El costo del flujo de efectivo
Refugiarse en el efectivo es un lujo caro para ambas partes. Las empresas asumen los costos de recaudación: el almacenamiento, el conteo y el transporte seguro del dinero en papel cuestan entre el 0,5% y el 2% de la facturación. El aumento brusco de la proporción de efectivo en los ingresos activa automáticamente los desencadenantes del control bancario según la Ley Federal 115, lo que conduce al bloqueo de cuentas y a inspecciones del Servicio Fiscal Federal. Para los ciudadanos, los riesgos no son menos graves: el efectivo puede perderse o ser robado, y a diferencia de una tarjeta o una billetera digital, no se puede recuperar. El dinero "bajo el colchón" no genera ingresos y se devalúa debido a la inflación.

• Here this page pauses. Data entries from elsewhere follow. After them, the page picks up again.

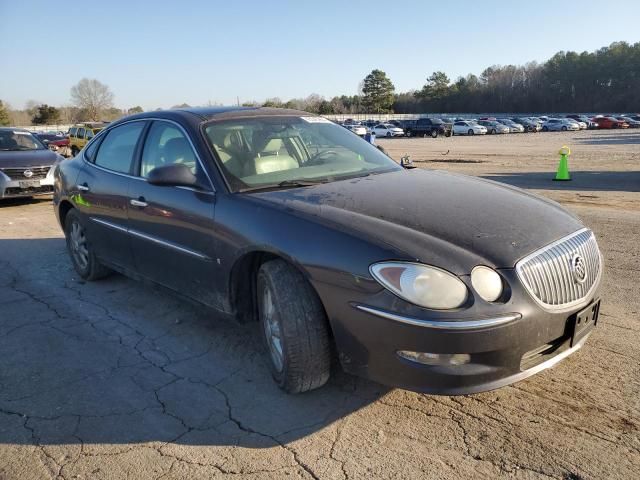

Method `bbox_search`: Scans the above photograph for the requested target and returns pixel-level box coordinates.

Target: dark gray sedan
[54,108,602,394]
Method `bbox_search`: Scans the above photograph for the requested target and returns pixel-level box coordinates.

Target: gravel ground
[0,131,640,480]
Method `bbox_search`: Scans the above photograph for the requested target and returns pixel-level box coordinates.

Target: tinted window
[95,122,144,173]
[140,122,204,180]
[84,134,100,162]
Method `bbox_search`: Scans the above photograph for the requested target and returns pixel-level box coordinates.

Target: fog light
[397,350,471,366]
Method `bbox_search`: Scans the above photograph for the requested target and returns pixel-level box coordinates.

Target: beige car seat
[252,138,300,175]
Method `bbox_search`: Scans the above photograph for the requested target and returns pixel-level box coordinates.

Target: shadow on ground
[0,238,388,448]
[482,171,640,192]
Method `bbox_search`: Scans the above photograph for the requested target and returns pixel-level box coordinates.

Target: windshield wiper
[238,179,328,192]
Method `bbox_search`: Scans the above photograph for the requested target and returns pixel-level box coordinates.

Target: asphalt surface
[0,132,640,480]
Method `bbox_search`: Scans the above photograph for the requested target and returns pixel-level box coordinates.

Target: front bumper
[0,171,54,198]
[328,268,598,395]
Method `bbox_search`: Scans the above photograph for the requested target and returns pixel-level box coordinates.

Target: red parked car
[591,117,629,128]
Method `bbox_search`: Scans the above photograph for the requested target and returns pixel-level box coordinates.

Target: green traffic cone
[553,145,571,182]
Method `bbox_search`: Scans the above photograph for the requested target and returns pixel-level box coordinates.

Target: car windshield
[204,116,402,192]
[0,130,45,151]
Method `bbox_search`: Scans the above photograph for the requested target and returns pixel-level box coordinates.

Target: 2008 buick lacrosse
[54,108,602,394]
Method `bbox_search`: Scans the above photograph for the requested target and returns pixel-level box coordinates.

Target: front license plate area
[571,299,600,347]
[18,180,40,188]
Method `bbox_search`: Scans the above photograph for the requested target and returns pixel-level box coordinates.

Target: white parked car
[542,118,580,132]
[567,118,587,130]
[345,123,367,137]
[478,120,511,135]
[498,118,525,133]
[373,123,404,137]
[453,120,487,135]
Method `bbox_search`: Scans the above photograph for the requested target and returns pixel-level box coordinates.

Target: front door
[129,120,222,308]
[74,122,145,269]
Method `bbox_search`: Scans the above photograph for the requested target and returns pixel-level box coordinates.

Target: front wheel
[256,260,331,393]
[64,209,111,280]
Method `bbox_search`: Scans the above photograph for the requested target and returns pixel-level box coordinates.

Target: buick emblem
[571,253,587,283]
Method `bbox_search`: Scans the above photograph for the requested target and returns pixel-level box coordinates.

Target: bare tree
[71,78,113,120]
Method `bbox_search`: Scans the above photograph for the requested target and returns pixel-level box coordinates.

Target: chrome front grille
[0,166,51,180]
[516,228,602,310]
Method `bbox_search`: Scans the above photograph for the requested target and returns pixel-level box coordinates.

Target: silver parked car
[498,118,525,133]
[0,128,63,198]
[542,118,580,132]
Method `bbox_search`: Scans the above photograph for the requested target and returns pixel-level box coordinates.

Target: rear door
[74,121,146,270]
[128,120,222,308]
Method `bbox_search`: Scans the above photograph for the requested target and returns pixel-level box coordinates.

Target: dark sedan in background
[0,128,62,199]
[54,108,601,394]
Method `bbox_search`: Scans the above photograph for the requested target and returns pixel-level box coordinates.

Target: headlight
[471,265,503,302]
[370,262,468,310]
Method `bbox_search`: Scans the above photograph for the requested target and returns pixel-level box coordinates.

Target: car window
[84,136,100,162]
[205,116,401,191]
[95,122,144,174]
[140,121,206,181]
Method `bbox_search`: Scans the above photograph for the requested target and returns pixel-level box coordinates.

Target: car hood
[0,150,60,168]
[252,169,583,274]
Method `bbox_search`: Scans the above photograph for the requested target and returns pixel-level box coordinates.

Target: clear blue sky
[0,0,640,109]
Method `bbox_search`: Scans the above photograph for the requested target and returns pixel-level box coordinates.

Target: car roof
[126,106,317,120]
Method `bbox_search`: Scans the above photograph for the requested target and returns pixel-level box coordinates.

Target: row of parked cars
[338,114,640,138]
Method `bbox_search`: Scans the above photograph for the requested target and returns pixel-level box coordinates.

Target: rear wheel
[256,260,331,393]
[64,209,111,280]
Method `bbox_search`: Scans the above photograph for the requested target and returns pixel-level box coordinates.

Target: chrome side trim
[91,217,211,261]
[91,217,129,233]
[354,305,522,330]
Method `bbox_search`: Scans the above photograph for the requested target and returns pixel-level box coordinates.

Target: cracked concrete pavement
[0,129,640,479]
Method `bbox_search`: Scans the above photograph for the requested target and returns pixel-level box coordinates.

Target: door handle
[129,197,147,208]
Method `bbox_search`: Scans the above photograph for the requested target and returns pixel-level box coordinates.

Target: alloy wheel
[262,285,284,372]
[70,221,89,270]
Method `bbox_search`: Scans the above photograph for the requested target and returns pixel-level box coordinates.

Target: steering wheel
[305,150,338,165]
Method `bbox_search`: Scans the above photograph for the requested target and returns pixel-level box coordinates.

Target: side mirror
[147,163,200,188]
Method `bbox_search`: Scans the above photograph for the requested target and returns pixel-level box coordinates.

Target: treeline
[258,42,640,114]
[0,42,640,125]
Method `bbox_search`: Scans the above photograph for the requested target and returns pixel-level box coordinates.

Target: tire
[64,209,112,281]
[256,260,331,393]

Además, las compras grandes en efectivo generan sospechas en Rosfinmonitoring, y habrá que demostrar la legalidad del origen de los fondos.
Cómo se implementará el rublo digital
La estrategia de las autoridades, al parecer, se basa en una combinación de palo y zanahoria. Por un lado, se obligará legalmente a los puntos de venta a aceptar el rublo digital: primero el gran comercio minorista, luego las empresas medianas y pequeñas. Los pagos presupuestarios, incluidas las pensiones y los salarios de los funcionarios públicos, comenzarán a transferirse parcialmente a la nueva plataforma. Esto hará que los cálculos sean absolutamente transparentes para el Servicio Fiscal Federal. Por otro lado, la adquisición del rublo digital está legalmente fijada en no más del 0,3%, frente al 22% comercial con IVA, lo que lo hace más ventajoso que el efectivo. Las transferencias para los ciudadanos seguirán siendo gratuitas y sin límites, a diferencia del Sistema de Pagos Rápidos.
Un as bajo la manga adicional son los contratos inteligentes. El marcado del dinero garantiza la seguridad de las transacciones, por ejemplo, en la compra de bienes raíces o automóviles, eliminando el riesgo de fraude por parte del vendedor. El Banco Central también está desarrollando activamente la tecnología de pago sin conexión con el rublo digital, lo que permitirá pagar incluso durante interrupciones del internet móvil.
Mi opinión sobre la situación
Estoy convencido de que el aumento del efectivo es una reacción forzada al entorno, no una elección consciente de los ciudadanos. La cuestión es si el Estado podrá revertir esta tendencia. Las soluciones técnicas, como el modo sin conexión, son un paso correcto, pero no resuelven el problema principal: la desconfianza en el sistema. Mientras la gente tenga dudas sobre la estabilidad y la transparencia, el efectivo seguirá siendo un "refugio seguro". El rublo digital solo será realmente demandado cuando los ciudadanos vean en él no una herramienta de control, sino un beneficio real y una protección de sus fondos.